Tuesday, October 19, 2010

Staff Paper

I love listening to music, I love piano, violin, and cello to be exact and I love anything that is supposed to be classical but is put into main stream music. I love listening to the sweet melodies, followed by the dark and foreboding ones. My heart feels as if it comes alive when I hear the sound of music and I have become thoroughly addicted to it. It's presence peeks out when studying, showering, walking, and strangely in unison with my Chemistry class in lab and recitation.

So many unspoken languages seep through when someone composes a piece. All feelings of loneliness, anger, melancholy, despair, joy, love, exuberance, and passion, saturate the sheet music speaking another language that only the heart and imagination can fully comprehend. It seems that we know when it is being spoken, but so often we have no idea what this language is saying. Our heart flutters, our minds soar and we draw deep into ourselves.

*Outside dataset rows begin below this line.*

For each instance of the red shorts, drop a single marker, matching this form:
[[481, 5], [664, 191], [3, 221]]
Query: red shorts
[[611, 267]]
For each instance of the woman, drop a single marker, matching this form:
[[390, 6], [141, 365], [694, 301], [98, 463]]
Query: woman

Well, for me music is the tangible example of my relationship with God. My life is one giant piece of staff paper. There have been so many times when my past has spoken of dark, dreary, and despairing times and during those sections I can hear the bass, short and spastic, breaking into the deep abodes of my anguish. I can hear the pounding of the piano keys as I yelled, threw things, and sobbed in the bed sheets grabbing onto to anything with such vehemence that my knuckles grew pale white. There have been times in my past that sing of joy, such joy that it cannot be bottled no matter how many containers the world provides. In those areas, the staff paper informs the flutes to tweet and twirl their notes in the air in a secret dance, the violins to burst into long, sweet strokes of young girls running through fields and the bells and xylophones to sound out the laughter of family and friends. And I know that when I meet my husband, our song will be a beautiful sync between the firm and authoritative voice of a tenor sax and the encouraging, heart-lightening love of a piccolo. We'll make a beautiful duo with our voices, even better that Joshua Radin in his many duets (if that's even possible), and it will be composed by God, the One saying "these two will work beautifully, this will make gorgeous sound, play for me".

Yet, when my life is average I cannot find the inspiring music that I express with my ups and downs. When my life is simply going through the motions and I have no passion my musical song stops. The drums quit pounding, the guitars break rhythm, and the saxophones screech. When my life isn't full throttle for God (encompassing risk, hurt, inexplicable joy, and laughter) then it becomes a dull, bland, uneventful, and uninteresting waste. My music stops and in those moments so does my living.

God is the composer of our songs, but if we don't let Him compose chaos occurs, the violins play one beat, the cellos another, the bass something despairing, the violas something chirpy and there is discord, not melody. When we don't let Him compose and lead the entire song, the music stops and noise ensues. God will direct our song for us, He will fill the staff paper with endless notes, ones that make us come alive, that speak to the very fibers of our being, that coax out the best of us, but we cannot become complacent, refusing to play, and we cannot try to take control, claiming to know more about the way the song should sound.

I am so excited to hear the final piece of my song when I stand before Him.  To cry in His lap during the dark parts and to dance with Him in the melodious, sweet sections. I'm excited to hear the songs of my brothers and sisters and I can only hope that when we get to the end our songs will be long and full of life as He has called us to live.